Возроди во мне жизнь
Шрифт:
— Похоже, ты как раз этого не знаешь, раз почти никогда там не появляешься.
— У меня нет времени бултыхаться в воде, и я там вовсе не отдыхаю. Море меня раздражает, оно не умолкает ни на минуту — совсем как вы, женщины. Куда я хочу поехать — так это в Сакатлан. Вот там, среди холмов, я действительно отдыхаю, мне на всё хватает времени.
— Но там же совершенно нечего делать, — ответила я. — К тому же там всегда ужасная погода.
— Вечно ты наговариваешь на мою родину, старая ворчунья, — сказал он, пытаясь стянуть с ноги сапог.
— Я позову Тулио, пусть он тебе поможет, — сказала я. — Не стоит напрягаться, ты действительно устал.
— Я велел тебе позвать Тельеса, но ты, видимо, хочешь, чтобы я умер, так и не дождавшись помощи.
— Мы зовем
— Как же, будет тебе стыдно.
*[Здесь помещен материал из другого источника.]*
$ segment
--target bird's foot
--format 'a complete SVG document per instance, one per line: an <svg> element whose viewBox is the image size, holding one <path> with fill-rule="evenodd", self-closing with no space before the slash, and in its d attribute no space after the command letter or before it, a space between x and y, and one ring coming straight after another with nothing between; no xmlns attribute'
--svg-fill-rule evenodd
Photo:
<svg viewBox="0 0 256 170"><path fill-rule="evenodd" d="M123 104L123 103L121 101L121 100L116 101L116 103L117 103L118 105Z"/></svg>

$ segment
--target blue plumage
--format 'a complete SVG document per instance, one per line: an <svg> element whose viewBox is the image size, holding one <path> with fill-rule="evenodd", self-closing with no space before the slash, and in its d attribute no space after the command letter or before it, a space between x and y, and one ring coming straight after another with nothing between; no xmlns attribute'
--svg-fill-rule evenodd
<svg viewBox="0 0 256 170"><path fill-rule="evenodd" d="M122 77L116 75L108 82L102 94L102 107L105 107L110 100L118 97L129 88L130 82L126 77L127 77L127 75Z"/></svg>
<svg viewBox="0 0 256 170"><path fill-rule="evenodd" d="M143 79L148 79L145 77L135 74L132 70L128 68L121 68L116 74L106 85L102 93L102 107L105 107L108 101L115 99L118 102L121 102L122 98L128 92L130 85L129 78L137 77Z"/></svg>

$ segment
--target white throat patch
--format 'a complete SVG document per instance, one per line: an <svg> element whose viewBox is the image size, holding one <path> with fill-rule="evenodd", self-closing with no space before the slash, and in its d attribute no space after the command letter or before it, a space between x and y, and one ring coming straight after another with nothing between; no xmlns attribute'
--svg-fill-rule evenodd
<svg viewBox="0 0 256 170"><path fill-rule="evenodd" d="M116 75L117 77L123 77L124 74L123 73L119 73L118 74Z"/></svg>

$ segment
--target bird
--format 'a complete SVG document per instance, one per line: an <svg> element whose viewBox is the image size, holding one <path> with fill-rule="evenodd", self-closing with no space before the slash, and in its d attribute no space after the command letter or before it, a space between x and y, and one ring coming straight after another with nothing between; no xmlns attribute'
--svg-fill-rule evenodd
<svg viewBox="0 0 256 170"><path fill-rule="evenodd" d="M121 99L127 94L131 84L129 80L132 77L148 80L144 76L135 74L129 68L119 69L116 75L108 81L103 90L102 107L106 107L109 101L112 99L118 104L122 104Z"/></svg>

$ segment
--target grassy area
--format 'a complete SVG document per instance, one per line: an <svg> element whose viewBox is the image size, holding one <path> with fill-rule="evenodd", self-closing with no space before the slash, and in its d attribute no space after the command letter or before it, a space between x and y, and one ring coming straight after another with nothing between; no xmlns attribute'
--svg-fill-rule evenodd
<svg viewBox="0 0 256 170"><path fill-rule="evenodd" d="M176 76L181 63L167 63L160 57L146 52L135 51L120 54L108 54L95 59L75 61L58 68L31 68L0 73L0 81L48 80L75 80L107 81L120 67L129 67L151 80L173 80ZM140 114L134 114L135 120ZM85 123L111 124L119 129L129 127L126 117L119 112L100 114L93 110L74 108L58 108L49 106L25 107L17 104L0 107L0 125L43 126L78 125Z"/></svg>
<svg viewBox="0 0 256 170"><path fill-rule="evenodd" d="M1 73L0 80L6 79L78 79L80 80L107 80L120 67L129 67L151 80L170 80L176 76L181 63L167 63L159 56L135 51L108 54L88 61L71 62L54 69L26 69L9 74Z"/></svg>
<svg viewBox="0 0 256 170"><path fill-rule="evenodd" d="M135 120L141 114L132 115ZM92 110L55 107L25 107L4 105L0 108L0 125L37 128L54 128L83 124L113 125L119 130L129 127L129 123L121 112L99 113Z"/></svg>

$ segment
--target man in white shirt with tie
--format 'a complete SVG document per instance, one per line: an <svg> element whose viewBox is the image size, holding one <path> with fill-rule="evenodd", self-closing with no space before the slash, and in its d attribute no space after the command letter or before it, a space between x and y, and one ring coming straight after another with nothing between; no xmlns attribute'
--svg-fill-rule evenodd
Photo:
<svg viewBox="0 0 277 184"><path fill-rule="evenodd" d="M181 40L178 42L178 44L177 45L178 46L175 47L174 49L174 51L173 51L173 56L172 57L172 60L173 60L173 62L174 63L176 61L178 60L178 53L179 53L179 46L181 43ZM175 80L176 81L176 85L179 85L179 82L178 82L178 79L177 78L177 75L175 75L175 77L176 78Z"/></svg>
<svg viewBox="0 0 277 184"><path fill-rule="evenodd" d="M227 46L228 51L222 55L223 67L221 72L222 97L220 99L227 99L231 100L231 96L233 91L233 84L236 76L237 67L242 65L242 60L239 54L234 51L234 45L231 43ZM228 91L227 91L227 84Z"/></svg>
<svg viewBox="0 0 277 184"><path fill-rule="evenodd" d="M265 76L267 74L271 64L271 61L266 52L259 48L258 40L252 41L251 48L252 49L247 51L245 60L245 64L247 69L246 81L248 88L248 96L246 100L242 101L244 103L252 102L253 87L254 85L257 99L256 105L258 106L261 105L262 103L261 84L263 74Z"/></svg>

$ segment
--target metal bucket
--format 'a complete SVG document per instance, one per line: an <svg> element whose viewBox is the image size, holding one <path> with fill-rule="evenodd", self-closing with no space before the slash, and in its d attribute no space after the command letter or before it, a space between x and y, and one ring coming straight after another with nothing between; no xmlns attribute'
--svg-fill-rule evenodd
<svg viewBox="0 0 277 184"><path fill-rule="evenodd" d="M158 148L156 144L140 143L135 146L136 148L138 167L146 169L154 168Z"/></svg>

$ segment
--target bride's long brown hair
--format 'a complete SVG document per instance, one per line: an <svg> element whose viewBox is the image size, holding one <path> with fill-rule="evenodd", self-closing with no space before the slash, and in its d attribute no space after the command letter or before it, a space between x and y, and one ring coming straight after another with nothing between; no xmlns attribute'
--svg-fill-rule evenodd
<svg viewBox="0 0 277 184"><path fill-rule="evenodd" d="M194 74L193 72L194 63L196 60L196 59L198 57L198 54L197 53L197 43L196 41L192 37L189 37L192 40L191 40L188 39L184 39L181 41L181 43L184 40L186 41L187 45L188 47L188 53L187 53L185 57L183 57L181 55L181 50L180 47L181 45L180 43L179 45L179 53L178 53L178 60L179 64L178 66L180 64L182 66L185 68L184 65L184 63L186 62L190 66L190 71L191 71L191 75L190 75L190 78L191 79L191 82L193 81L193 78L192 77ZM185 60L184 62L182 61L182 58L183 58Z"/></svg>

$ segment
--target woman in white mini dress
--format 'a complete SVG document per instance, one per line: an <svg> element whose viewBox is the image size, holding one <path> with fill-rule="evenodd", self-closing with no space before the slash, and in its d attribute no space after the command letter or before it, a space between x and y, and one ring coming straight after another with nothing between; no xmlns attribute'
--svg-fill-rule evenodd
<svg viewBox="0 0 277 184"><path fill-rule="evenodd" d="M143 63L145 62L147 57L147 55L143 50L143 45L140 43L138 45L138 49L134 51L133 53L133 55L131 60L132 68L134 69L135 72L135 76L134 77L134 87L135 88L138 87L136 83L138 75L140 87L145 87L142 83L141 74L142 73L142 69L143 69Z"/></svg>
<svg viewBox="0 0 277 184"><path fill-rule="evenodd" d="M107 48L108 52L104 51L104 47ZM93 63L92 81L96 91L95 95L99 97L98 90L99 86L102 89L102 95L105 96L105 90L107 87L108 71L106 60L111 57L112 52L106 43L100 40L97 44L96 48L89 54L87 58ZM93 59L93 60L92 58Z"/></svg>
Позови его. Я же для тебя стараюсь — скоро я умру. Позови его, у тебя будет свидетель, который подтвердит, что это не ты меня отравила.
Я присела на край постели и похлопала его по ноге. Он вновь заговорил, непривычно мягким тоном, никогда прежде он так со мной не говорил, и это было очень странно.
— Я сломал тебе жизнь, ведь так? — произнес он. — Ведь все остальные в конечном счете получили то, что хотели. А чего хочешь ты? Я никогда не мог понять, чего же ты хочешь. Хотя, по правде говоря, я никогда не об этом задумывался, но не думай, что я такой дурак — я знаю, что в твоем теле живет множество самых разных женщин, из которых я знал лишь немногих.
Я смотрела на него, отмечая, как он постарел. За последние недели он сильно похудел и даже усох, но в этот вечер состарился за считанные минуты. Я вдруг увидела, как велика ему стала одежда. У него были жилистые костлявые плечи; он сидел, опустив голову, и подбородок упирался в жесткий воротник военного кителя, а бицепсы казались более напряженными, чем когда-либо.
— Сними это, — сказала я. — Я тебе помогу.
Я принялась расстегивать золотые пуговицы, с этими пуговицами всегда было сплошное мучение: они с трудом влезали в петли. Я стянула рукав кителя и велела Андресу повернуться спиной, чтобы стащить другой. Затем поцеловала его в затылок.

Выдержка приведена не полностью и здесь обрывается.